…or rather, why does not static_cast-ing slow down my function?
Consider the function below, which performs integer division:
int Divide(int x, int y) {
int ret = 0, i = 32;
long j = static_cast<long>(y) << i;
while (x >= y) {
while (x < j) --i, j >>= 1;
ret += 1 << i, x -= j;
}
return ret;
}
This performs reasonably well, as one might expect.

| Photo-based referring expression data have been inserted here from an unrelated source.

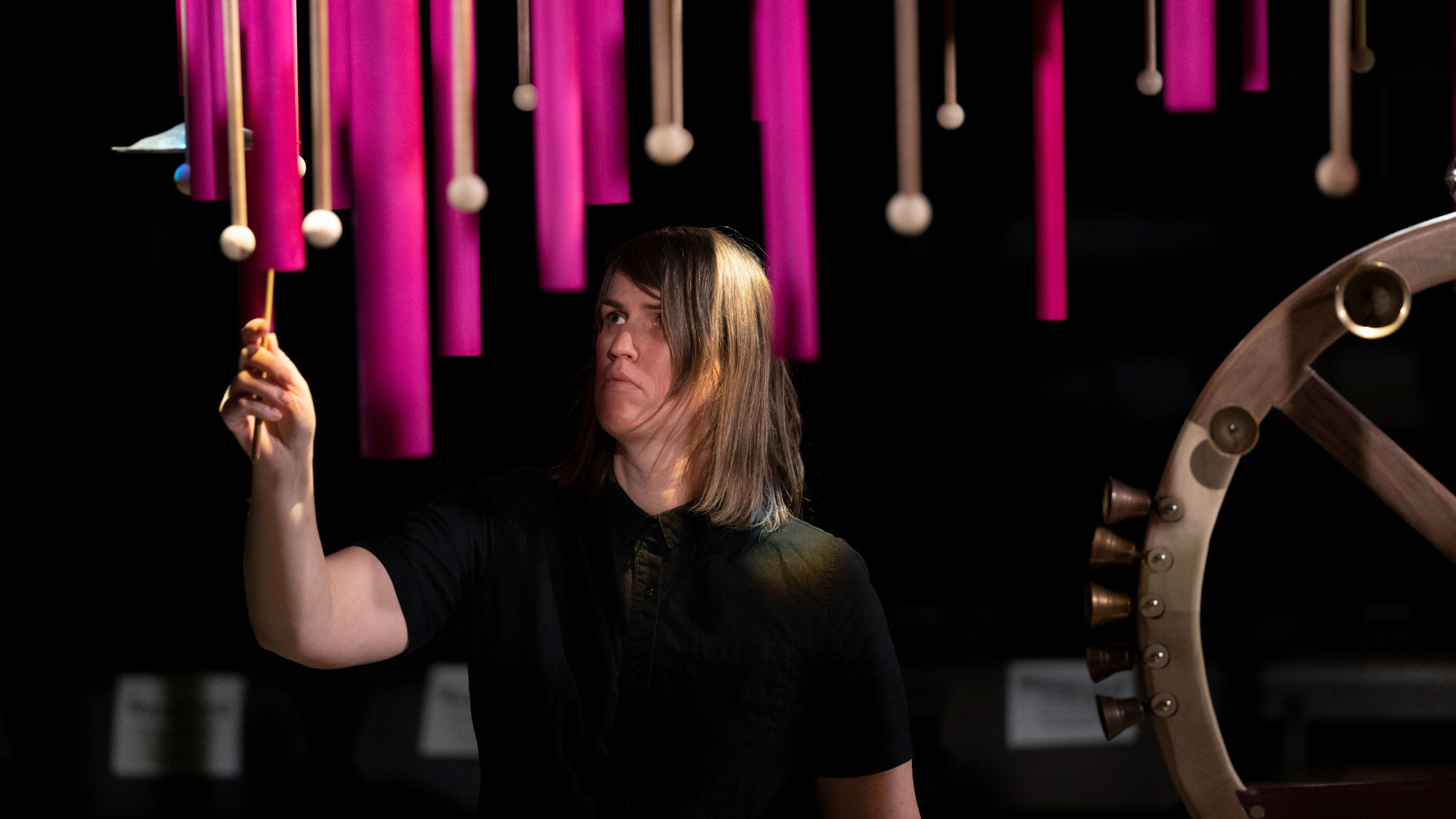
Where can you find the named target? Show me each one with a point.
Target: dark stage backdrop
(950, 438)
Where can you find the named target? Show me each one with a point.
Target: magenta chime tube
(392, 289)
(1189, 56)
(561, 206)
(456, 235)
(605, 101)
(1049, 161)
(783, 104)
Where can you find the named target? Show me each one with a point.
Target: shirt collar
(624, 522)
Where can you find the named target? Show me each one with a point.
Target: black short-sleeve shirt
(636, 665)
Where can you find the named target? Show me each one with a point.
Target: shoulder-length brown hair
(719, 320)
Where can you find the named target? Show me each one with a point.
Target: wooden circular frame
(1272, 369)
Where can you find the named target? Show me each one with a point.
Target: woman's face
(634, 366)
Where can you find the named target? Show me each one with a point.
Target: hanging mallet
(909, 210)
(258, 423)
(950, 116)
(1337, 174)
(1150, 82)
(238, 241)
(668, 142)
(525, 94)
(467, 191)
(321, 226)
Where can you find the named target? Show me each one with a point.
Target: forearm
(286, 577)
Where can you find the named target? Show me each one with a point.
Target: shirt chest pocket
(740, 689)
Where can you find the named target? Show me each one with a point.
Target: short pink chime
(561, 205)
(781, 84)
(392, 276)
(205, 174)
(458, 191)
(573, 78)
(1190, 69)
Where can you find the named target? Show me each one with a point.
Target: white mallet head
(950, 116)
(668, 145)
(1337, 175)
(525, 97)
(183, 178)
(238, 242)
(1150, 82)
(323, 228)
(467, 193)
(909, 215)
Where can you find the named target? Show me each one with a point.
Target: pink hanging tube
(274, 190)
(781, 84)
(561, 206)
(206, 101)
(272, 110)
(181, 50)
(1190, 78)
(605, 101)
(1256, 28)
(388, 143)
(1051, 161)
(341, 186)
(456, 235)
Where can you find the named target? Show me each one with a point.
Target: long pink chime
(1256, 31)
(341, 177)
(781, 65)
(206, 101)
(909, 212)
(276, 193)
(458, 190)
(1190, 78)
(605, 101)
(1049, 161)
(387, 138)
(561, 207)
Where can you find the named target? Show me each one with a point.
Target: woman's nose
(622, 344)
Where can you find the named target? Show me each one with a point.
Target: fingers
(270, 362)
(248, 385)
(260, 410)
(254, 331)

However, if we remove the static_cast on line 3, like so:
int Divide(int x, int y) {
int ret = 0, i = 32;
long j = y << i;
while (x >= y) {
while (x < j) --i, j >>= 1;
ret += 1 << i, x -= j;
}
return ret;
}
This version performs noticeably slower, sometimes several hundreds times slower (I haven’t measured rigorously, but shouldn’t be far off) for pathological inputs where x is large and y is small. I was curious and wanted to look into why, and tried digging into the assembly code. However, apart from the casting differences on line 3, I get the exact same output. Here’s the line 3 output for reference (source):
With static_cast:
movsxd rax, dword ptr [rbp - 8]
mov ecx, dword ptr [rbp - 16]
shl rax, cl
mov qword ptr [rbp - 24], rax
Without static_cast:
mov eax, dword ptr [rbp - 8]
mov ecx, dword ptr [rbp - 16]
shl eax, cl
cdqe
mov qword ptr [rbp - 24], rax
The rest is identical.
I’m really curious where the overhead is occurring.
>Solution :
It’s very unlikely at the time of writing that your int is any larger than a 32 bit type.

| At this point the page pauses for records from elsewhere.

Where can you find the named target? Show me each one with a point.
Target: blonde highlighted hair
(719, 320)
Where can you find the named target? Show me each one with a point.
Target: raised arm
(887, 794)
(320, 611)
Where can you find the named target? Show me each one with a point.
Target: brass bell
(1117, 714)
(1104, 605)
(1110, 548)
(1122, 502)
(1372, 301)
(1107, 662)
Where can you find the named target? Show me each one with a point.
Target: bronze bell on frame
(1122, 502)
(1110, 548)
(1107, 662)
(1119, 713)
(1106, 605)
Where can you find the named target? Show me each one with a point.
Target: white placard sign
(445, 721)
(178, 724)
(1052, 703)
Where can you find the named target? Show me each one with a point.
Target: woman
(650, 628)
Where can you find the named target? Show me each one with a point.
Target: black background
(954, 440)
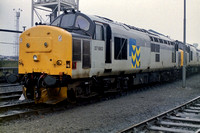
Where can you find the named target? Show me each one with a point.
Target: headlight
(35, 57)
(59, 62)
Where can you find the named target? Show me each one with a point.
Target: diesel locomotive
(80, 55)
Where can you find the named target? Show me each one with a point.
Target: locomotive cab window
(120, 49)
(56, 22)
(99, 32)
(67, 20)
(82, 23)
(76, 50)
(86, 54)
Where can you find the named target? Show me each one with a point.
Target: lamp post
(184, 48)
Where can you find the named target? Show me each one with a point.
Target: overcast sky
(164, 16)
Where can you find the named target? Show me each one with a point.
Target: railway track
(182, 119)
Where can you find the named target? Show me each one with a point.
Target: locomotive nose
(45, 49)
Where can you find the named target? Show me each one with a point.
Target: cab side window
(99, 32)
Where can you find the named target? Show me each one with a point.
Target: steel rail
(168, 119)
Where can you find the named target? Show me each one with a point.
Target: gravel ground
(112, 115)
(9, 89)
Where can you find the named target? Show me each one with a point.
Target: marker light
(59, 62)
(35, 57)
(67, 64)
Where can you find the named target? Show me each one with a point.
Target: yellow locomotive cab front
(45, 57)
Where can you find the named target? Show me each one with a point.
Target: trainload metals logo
(134, 52)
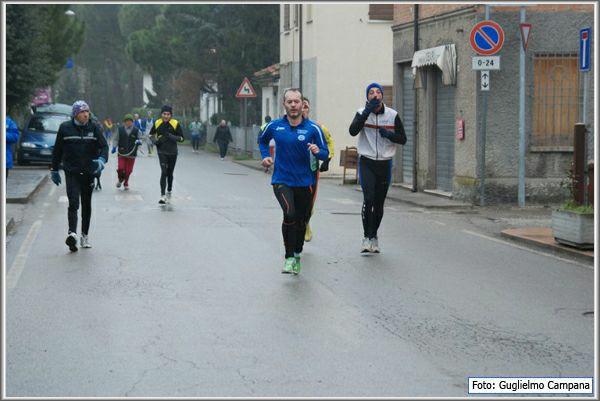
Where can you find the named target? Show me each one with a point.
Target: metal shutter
(408, 110)
(444, 135)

The behaviour of a bitwise left shift << of any more than 31 places on a 32 bit signed type is undefined.
So y << i is undefined without first promoting the first argument to a long type – and even then you’re assuming that long is wider than 32 bits (currently on Windows platforms it’s the same size as int).
It appears in the second assembly snippet that the compiler is getting confused and making a mess of things with machine level sign extension instructions.